Production to resume by Saab
Swedish car maker Saab, which went bankrupt two years ago in 2011, has recommenced production under its new ownership. Saab began manufacturing cars in 1949 and was owned by GM from 1990 to 2010. Then it was sold to Victor Muller, owner of Dutch supercar manufacturer Spyker. Muller's plan had been to boost production and relaunch models, but he had to put in great effort to secure finance from the European Investment Bank.
A Chinese-Swedish investment group, NEVS (National Electric Vehicle Sweden), took control of the company last August and announced plans of building an electric car bearing a Saab badge. However, today, the first cars which are to surface from the Trollhättan factory are petrol-powered 9-3 models, with a 2.0-litre turbocharged engine.
An electric version of the 9-3 (using batteries developed in Japan) is scheduled to come into production next year.

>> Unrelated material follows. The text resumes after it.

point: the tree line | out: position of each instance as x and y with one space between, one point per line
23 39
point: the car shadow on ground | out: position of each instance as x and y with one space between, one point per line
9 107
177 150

They will probably be aimed at the Chinese market initially, which NEVS previously said is set to become the largest and most important electric vehicle market.
The model has the same exterior and interior design as the cars while production stopped in April 2011 but it has been given an updated navigation system.
Mikael Oestlund, NEVS spokesman said "It's very similar, you can't change or develop very much in a year."
He also said, "Our focus has been to get the co-operation up and running with 400 suppliers and ensure the facilities were working."